Например: «Другое кружало уставлено было златою и серебряной утварью, кнеями, лукнами, куфами, стопами, раковинами, обделанными в золото, конобами и проч.» К
Понятно, что и в этой старинной номенклатуре многое создано игривой фантазией автора, например собственные имена — Боиборзовна, Тир и т. п. Древние слова и выражения вводятся и там, где им нег синонимов в современном языке, и там, где такие синонимы есть. В диалоге сохраняется областная окраска древнерусского языка — в фонетике и даже в морфологии:
«Тысяцкий велел его привести к себе:
  • А шо, Суждальцю, каково-ти от хлеба Ноугорочь- ково?
  • Чествую, господине тысячьский, сълнце тепло и красно простре горячую лучю своюинанебозиих,— отвечал весело суздалец.
  • Шо радует ти? Ноугорочькое сердце плакалось бы по воле, яко Израиля при Фаравуне царю еюпетстем.
  • Вольно мне радоватися горю и я волен!» [779]

Благожелательный Вельтману критик 30-х годов
(М. Лихонин), отмечая эту «новую дорогу поэтического представления русской старины», писал, что Вельтман слеплял язык Кащея, как камешки мозаики, из современных тем векам сказаний и летописей. «Слово о полку Игореве» было — наряду с летописями — основной сокровищницей изобразительных средств для Вельтмана.
Было бы странно в этих заимствованиях из древнерусских памятников не найти историко-лингвистических «ошибок». Отступления от фактов исторической морфологии древнерусского языка, нарушения его синтаксического строя, смешения грамматических явлений разных эпох — здесь почти на каждом шагу. Но задача Вельтмана — вовсе не в адэкватном воспроизведении речи древнерусских людей, а в создании специфического имитирующего стиля исторического изображения и воспроизведения.
Таким образом, здесь — упор на романтическую экзотику древнерусского языка, на его орнаментальные и живописующие функции. С этой тенденцией связано причудливое словотворчество А. Вельтмана на основе древнерусского языкового материала. Этимологические каламбуры автора обостряли восприятия новизны стиля. Вельтман, сверх того, хотел создать впечатление живого устного языка русской древности — во всем его областном и индивидуально-характерном многообразии. Поэтому — в отличие от других исторических романистов, изображавших древнерусский быт, Вельтман почти не прибегает к церковно-книжной речи. Он предпочитает современные областные слова и выражения, как более близкие к старинному языку (пересовец, лопоть, воронец, ощепки и т. п.).
Поляки в «Кащее» говорят условно-польским языком со стилизованной польской фонетикой, словообразованием; речам черногорцев придана сербская окраска.

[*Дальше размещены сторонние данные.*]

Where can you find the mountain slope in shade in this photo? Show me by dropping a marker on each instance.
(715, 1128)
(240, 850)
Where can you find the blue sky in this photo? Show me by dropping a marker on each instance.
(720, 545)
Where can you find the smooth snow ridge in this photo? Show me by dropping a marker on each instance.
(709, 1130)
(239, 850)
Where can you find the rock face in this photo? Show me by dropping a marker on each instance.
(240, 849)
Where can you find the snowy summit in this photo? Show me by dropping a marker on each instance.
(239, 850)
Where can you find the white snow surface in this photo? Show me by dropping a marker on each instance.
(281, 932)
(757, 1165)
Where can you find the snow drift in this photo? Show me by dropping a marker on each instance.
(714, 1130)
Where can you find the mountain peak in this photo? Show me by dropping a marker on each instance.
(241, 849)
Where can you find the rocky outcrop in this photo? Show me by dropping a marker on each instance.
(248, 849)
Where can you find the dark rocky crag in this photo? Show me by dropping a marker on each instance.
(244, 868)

Таким образом, в этом историческом романе искусственно и иногда искусно столкнулись разные языки славянского мира — в их разных пластах и в причудливом индивидуально-художественном авторском искажении.
Вместе с тем, народно-поэтическая, былинная и сказочная стилизация авторского языка в отдельных местах романа доведена до предела. Увлеченный новизною Белинский сказал, что Вельтман «глубоко изучил старинную Русь в летописях и сказках и как поэт понял ее своим чувством» [780]. Но у Вельтмана все это залито отсветом иронии. При этом в повествовательном стиле автора древнерусские выражения выделены как цитаты. Автор насмешливо извиняется за свою манеру перед читателем.

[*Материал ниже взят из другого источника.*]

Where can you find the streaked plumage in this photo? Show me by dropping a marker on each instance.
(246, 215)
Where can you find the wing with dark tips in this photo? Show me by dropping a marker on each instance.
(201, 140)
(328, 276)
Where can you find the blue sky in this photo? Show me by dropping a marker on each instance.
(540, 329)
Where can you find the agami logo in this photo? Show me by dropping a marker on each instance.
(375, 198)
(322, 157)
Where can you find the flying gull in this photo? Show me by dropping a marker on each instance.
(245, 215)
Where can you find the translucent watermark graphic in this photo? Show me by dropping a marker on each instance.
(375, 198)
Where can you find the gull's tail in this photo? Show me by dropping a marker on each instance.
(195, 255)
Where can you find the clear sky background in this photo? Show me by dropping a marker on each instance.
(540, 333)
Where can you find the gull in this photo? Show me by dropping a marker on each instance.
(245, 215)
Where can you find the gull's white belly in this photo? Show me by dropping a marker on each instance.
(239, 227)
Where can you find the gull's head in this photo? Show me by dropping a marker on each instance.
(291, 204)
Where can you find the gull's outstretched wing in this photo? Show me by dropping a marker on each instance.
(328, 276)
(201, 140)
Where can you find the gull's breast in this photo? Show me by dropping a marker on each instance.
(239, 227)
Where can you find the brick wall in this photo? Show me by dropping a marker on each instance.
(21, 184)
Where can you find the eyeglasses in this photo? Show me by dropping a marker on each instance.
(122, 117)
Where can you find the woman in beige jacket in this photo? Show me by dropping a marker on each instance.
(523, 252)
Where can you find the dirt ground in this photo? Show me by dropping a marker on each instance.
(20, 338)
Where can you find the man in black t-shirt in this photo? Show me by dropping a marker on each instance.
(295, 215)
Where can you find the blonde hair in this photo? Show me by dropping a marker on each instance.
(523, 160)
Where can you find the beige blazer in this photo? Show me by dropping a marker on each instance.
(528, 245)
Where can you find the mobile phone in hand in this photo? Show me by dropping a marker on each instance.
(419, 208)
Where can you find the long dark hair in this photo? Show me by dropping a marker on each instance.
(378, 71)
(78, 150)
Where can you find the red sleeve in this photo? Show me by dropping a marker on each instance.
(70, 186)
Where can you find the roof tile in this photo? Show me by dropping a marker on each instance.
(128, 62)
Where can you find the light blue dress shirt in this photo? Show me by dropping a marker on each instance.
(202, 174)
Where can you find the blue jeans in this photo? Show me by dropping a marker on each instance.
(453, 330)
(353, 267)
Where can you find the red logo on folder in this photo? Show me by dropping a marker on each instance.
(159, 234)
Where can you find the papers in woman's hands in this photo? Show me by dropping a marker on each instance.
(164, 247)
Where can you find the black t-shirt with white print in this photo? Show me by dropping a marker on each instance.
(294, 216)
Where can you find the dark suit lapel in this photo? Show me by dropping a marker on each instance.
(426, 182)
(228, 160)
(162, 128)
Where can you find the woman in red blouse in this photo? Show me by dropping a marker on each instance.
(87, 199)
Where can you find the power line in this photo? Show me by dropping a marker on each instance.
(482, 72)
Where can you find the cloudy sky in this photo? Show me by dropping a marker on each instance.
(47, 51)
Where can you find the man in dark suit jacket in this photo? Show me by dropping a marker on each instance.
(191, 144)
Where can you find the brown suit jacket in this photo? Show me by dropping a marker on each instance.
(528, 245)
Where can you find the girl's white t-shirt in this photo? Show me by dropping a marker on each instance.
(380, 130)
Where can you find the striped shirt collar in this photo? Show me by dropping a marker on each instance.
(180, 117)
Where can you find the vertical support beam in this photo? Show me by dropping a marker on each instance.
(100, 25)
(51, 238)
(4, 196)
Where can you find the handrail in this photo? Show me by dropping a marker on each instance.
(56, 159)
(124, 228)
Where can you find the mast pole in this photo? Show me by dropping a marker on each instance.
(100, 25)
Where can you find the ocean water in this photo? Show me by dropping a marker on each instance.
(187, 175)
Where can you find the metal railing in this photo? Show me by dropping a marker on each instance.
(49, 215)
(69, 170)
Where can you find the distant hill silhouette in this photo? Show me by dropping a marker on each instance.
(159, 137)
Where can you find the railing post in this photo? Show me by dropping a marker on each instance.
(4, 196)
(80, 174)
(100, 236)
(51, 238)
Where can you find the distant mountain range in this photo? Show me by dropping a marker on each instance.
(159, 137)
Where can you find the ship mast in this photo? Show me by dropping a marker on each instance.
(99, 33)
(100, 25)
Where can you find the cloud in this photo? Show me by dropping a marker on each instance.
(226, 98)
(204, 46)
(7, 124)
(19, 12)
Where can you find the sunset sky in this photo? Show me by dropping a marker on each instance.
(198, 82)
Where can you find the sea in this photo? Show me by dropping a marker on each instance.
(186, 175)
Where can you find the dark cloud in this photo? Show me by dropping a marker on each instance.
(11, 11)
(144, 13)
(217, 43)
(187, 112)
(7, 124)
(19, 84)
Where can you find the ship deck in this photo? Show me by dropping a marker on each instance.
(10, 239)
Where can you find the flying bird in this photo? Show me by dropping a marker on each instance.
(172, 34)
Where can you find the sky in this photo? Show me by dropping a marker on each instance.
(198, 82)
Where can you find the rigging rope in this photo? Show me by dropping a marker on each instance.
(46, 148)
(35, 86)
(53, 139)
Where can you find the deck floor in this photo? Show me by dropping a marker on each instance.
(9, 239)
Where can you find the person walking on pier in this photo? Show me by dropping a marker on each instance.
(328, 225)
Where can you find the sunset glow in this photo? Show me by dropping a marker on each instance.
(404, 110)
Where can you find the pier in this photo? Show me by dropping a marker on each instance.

«Не кори мене, господине богу милый читатель, за то, что я не везде буду говорить с тобой языком наших прадедов.
И ты, цвете прекрасный, читательница, дчь (дочь) Леля, пресветлое сълнце, словутцюю! Взлелеял бы тебя словесы Баяновы, пустил бы вещие персты по живым струнам и начал бы старую повесть старыми словесы; да боюся, уноет твое сердце жалобою на меня, и ты пошлешь меня черным вранам на уедие»[781]. Легко заметить, что Вельтман иногда смешивает графические формы древнерусской письменности XV—XVI веков (слънце, дчь и т. п.) с произносительной системой языка восточно- славянской народности.

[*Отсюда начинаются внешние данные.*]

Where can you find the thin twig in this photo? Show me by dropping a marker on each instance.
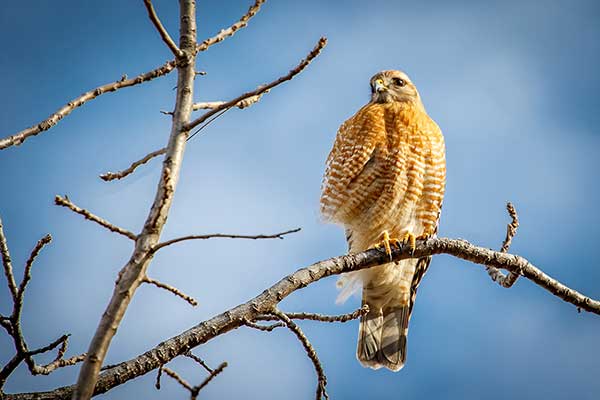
(171, 289)
(320, 317)
(178, 378)
(20, 137)
(511, 230)
(199, 361)
(225, 106)
(158, 376)
(161, 29)
(310, 351)
(18, 304)
(7, 264)
(225, 33)
(134, 271)
(265, 328)
(210, 105)
(269, 298)
(263, 88)
(65, 202)
(217, 371)
(279, 235)
(109, 176)
(12, 324)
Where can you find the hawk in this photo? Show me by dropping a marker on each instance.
(384, 183)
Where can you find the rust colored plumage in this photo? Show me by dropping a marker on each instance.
(386, 172)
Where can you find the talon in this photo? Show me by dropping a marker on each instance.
(386, 243)
(410, 239)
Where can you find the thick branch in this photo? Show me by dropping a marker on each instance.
(161, 29)
(19, 137)
(263, 88)
(225, 33)
(264, 302)
(109, 176)
(242, 99)
(65, 202)
(133, 273)
(310, 351)
(320, 317)
(211, 105)
(224, 235)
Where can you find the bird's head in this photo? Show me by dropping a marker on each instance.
(393, 86)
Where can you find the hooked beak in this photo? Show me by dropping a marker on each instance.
(379, 86)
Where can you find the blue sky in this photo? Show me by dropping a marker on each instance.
(513, 85)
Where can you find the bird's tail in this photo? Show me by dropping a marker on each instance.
(382, 337)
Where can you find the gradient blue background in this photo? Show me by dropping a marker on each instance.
(514, 86)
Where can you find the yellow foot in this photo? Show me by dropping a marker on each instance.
(410, 239)
(387, 243)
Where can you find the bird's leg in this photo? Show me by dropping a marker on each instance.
(386, 243)
(410, 239)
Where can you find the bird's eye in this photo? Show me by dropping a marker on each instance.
(399, 82)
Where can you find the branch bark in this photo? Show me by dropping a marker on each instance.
(265, 302)
(19, 137)
(134, 272)
(161, 29)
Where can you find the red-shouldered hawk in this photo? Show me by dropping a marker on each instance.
(384, 182)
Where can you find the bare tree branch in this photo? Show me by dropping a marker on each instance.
(175, 376)
(255, 94)
(12, 324)
(20, 137)
(199, 361)
(7, 264)
(511, 230)
(263, 88)
(269, 298)
(194, 390)
(171, 289)
(320, 317)
(279, 235)
(109, 176)
(217, 371)
(225, 33)
(161, 29)
(264, 328)
(65, 202)
(310, 351)
(133, 273)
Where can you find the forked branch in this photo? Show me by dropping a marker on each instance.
(222, 106)
(161, 29)
(12, 323)
(269, 298)
(65, 202)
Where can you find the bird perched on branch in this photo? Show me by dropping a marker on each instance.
(384, 182)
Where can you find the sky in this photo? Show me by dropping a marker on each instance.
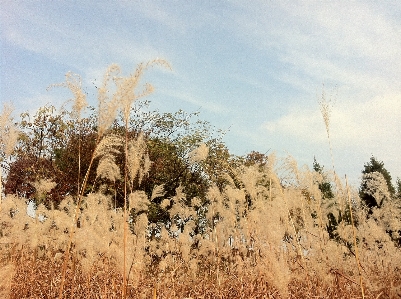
(256, 69)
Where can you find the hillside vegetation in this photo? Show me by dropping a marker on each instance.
(120, 201)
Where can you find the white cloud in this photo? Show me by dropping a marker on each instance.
(374, 124)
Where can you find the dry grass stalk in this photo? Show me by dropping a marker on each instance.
(355, 243)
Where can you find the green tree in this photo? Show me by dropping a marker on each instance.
(376, 185)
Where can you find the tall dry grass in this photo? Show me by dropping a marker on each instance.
(264, 235)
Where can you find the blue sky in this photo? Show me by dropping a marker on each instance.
(255, 67)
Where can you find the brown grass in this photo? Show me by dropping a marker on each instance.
(264, 233)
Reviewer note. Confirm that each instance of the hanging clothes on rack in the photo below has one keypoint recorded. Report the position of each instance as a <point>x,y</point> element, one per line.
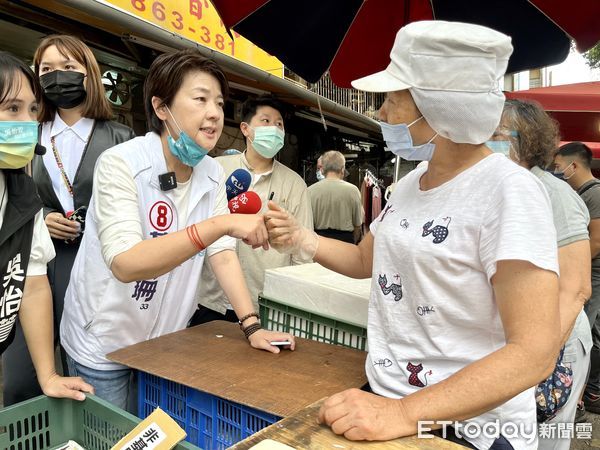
<point>371,191</point>
<point>376,202</point>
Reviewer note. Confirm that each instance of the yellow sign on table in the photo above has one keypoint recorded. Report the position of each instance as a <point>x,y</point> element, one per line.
<point>156,432</point>
<point>198,21</point>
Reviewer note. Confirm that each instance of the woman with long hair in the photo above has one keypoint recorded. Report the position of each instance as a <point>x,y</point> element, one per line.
<point>25,245</point>
<point>76,128</point>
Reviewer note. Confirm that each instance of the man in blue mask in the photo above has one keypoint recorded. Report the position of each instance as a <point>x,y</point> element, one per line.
<point>572,162</point>
<point>263,128</point>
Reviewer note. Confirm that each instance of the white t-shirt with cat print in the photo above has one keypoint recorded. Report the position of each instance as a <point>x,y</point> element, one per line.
<point>432,309</point>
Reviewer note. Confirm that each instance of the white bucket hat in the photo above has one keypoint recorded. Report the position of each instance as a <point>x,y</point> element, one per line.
<point>453,71</point>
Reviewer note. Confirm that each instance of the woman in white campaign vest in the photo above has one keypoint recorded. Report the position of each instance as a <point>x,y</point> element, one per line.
<point>158,208</point>
<point>464,299</point>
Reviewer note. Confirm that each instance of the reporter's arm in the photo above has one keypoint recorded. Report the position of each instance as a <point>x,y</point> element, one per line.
<point>35,316</point>
<point>594,228</point>
<point>128,253</point>
<point>287,235</point>
<point>574,283</point>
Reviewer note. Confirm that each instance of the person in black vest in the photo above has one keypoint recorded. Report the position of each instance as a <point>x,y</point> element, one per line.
<point>25,245</point>
<point>76,128</point>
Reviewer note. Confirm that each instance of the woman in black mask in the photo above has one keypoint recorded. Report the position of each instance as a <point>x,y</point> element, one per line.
<point>75,129</point>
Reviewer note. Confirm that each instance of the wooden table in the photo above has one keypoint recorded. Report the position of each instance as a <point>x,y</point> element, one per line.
<point>215,358</point>
<point>302,432</point>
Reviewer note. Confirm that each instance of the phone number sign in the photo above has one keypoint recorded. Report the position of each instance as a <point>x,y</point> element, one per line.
<point>198,21</point>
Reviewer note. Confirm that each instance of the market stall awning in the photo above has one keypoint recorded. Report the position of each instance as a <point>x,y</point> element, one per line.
<point>575,106</point>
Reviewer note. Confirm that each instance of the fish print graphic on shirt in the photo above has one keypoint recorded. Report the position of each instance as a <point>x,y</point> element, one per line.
<point>394,288</point>
<point>386,211</point>
<point>413,378</point>
<point>440,232</point>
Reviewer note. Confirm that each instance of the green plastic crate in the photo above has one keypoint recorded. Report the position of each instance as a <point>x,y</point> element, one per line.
<point>277,316</point>
<point>48,423</point>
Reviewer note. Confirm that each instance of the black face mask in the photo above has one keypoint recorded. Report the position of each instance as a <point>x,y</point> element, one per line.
<point>64,88</point>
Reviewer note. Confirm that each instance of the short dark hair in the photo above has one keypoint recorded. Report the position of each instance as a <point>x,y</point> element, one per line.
<point>252,104</point>
<point>96,105</point>
<point>578,150</point>
<point>537,132</point>
<point>166,75</point>
<point>10,66</point>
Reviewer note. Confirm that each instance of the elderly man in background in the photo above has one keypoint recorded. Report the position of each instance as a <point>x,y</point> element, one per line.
<point>336,205</point>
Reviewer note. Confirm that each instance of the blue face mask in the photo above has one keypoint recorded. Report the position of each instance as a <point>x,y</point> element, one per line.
<point>185,149</point>
<point>502,147</point>
<point>561,175</point>
<point>268,141</point>
<point>399,141</point>
<point>17,143</point>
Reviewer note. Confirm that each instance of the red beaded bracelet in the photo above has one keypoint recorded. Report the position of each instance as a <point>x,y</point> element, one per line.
<point>194,236</point>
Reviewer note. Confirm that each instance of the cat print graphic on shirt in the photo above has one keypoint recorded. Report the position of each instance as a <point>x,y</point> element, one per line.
<point>413,378</point>
<point>394,288</point>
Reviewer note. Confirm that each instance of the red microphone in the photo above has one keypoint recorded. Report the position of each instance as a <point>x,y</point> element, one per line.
<point>246,203</point>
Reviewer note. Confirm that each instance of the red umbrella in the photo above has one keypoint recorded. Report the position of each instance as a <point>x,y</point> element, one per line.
<point>353,38</point>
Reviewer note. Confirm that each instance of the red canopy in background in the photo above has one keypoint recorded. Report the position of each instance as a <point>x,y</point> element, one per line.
<point>576,107</point>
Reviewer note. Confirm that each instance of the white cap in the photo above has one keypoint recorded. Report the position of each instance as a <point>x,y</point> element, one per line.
<point>453,71</point>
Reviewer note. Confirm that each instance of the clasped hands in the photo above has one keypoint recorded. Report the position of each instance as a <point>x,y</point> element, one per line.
<point>276,228</point>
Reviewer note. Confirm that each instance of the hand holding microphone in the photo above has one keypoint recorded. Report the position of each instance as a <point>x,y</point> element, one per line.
<point>237,183</point>
<point>286,235</point>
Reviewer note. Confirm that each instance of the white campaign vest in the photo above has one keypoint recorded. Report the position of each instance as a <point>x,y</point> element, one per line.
<point>108,314</point>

Таким образом, воспроизводящий, имитирующий стиль речей действующих лиц, здесь не столько создает иллюзию его погруженности в древнерусскую речевую стихию и в древнерусскую культуру, сколько служит средством затейливой орнаментации диалога и источником чисто словесных художественных эффектов.
Но А. Ф. Вельтман понимал, что по этому пути дальнейшее движение при тогдашнем знании древнерусского языка и древнерусской письменности невозможно. Кроме того, цельной картины событий древнерусской истории не получалось. Правда, современники вопрошали: «Не такова ли и древняя Русь в памяти народа, в картинах поэтов и в самых сказаниях историка?» («Северная пчела»). Но дело было не в этом, так как исторически обоснованного ответа на эти вопросы не было, да и не могло в то время быть.
Следующий, принадлежащий Вельтману роман из древнерусской жизни «Святославич, вражий питомец.
Диво времен красного солнца Владимира» (1835) прямо превращается в энциклопедический сборник «палеографии, этнографии, географии, истории, мифологии, имено- словий, наречий, просторечий, пословиц, поговорок, скороговорок», как писал кн. Шаликов в «Ученых записках Московского университета» (1835, ч. X). Нет ни характеров, ни быта: все расплылось в игре стилистических красок и слов [782].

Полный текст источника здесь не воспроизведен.